本展で取り上げられている『行書東海道』、『隷書東海道』もそうした類でありまして、他にも『狂歌東海道』とか『美人東海道』なんつう呼ばれようをするものもあるようです。ただシリーズ全体の名付けだけでは、宿場ごと個々の作品は「いったい、どのシリーズだったっけ?」ともなりましょうから、少々分かりやすくという配慮でもあるのか、赤短冊の中に置かれた「東海道」の文字が行書体で書かれていたり、隷書体で書かれていたりと。小さくて見えないとは思いますが、フライヤーでは同じ原宿(誤解は無いと思いますが、静岡県です)を描いて、上が『行書東海道』、下が『隷書東海道』になっておりますよ。

 

 

ちなみに保永堂版(1833~34年)の原はこんな感じでして、やはり富士のお山がよく見える場所として『行書東海道』(1842年)でも『隷書東海道』(1847年)でも一様に富士山が大きく遠景に描かれておりますな。
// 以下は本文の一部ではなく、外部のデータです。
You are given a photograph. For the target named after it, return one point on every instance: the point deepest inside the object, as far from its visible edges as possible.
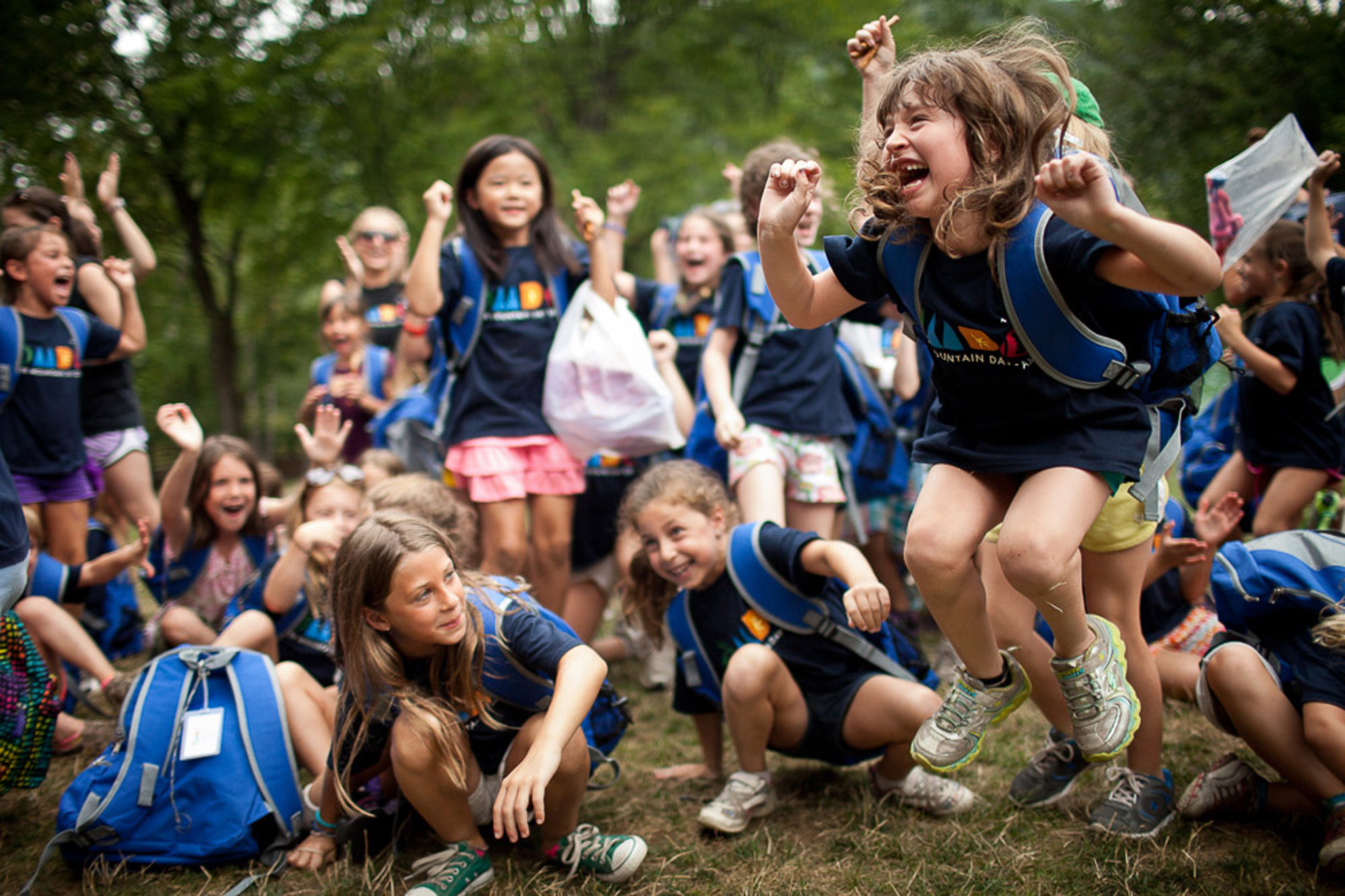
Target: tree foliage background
(254, 131)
さりながら山の形をよく見れば、違いが表れておりますですね。最初の保永堂版ではかなり縦に伸び上がった形をして枠外まではみ出して描かれている。なんとはなし、葛飾北斎を意識しているのでは…と思ってしまうところです。

 

これが『行書』、『隷書』と時代を経るに及んで落ち着いた山容になってくてますね。よりリアルな富士の姿とも思えますし、どっしり感はむしろ後年の方がイメージしやすいような。最初の方は富士が日本一高い山であることを誇張しすぎな気もしたりするわけです。

 

しかしまあ、東海道を描くといって名所・名物を取り入れるにせよ、毎度同じことの繰り返しではすまなかろうと思うところながら、今回の並んだ展示を見て結構同じ題材を取り上げているのだなと。それでも、揃い物としてシリーズ全体を流れる雰囲気にそもそも違いを設けているあたり、広重の工夫であり、また技術でもあろうかと思うところです。

 

もちろん違いは何も富士山に限った話ではありませんで、押しなべてですけれど、『行書』は画中に登場させる人物に目を向け(『広重ぶるう』の中で触れられておりましたように、広重は「人に興味がない」というあたりを気にしたのでもありましょうか)、その後の『隷書』ではどちらかというと、そのあたり気持ちをふっきって、風景画の広重、名所絵の広重に自負を抱くようになったのかもしれません。

 

ちなみに訪ねたとき、会期は後期展に入っておりまして、お江戸日本橋から掛川宿までは前期展で展示済みとなり、袋井宿から三条大橋までが展示されておりましたので、関東者にとっては風景として馴染み薄の印象で、説明文を頼りに見ていったりしたわけです。そんな中、街道筋、宿場を描いて登場するのが「留女」と言われる客引きで、広重も御油宿の景色として描いておりますけれど、なんでも御油宿とお隣の赤坂宿は距離がかなり短いため、通り過ぎてしまう客を引き留めるのにやっきになったのであると。つまりは、描かれるだけあって「留女」はそれだけ御油宿の名物で、腕や荷物をつかんで離さないといった強引さは本当のところであったのでしょう。

 

広重関係の美術館やら展覧会やらで、東海道シリーズは何度も目にしているように思いますが、揃い物で数が多いだけに何となく流して見てしまったりもするところながら、やっぱりじっくり見れば見たなりのお楽しみはたくさんあるのであるなと、改めて感じた次第なのでありました。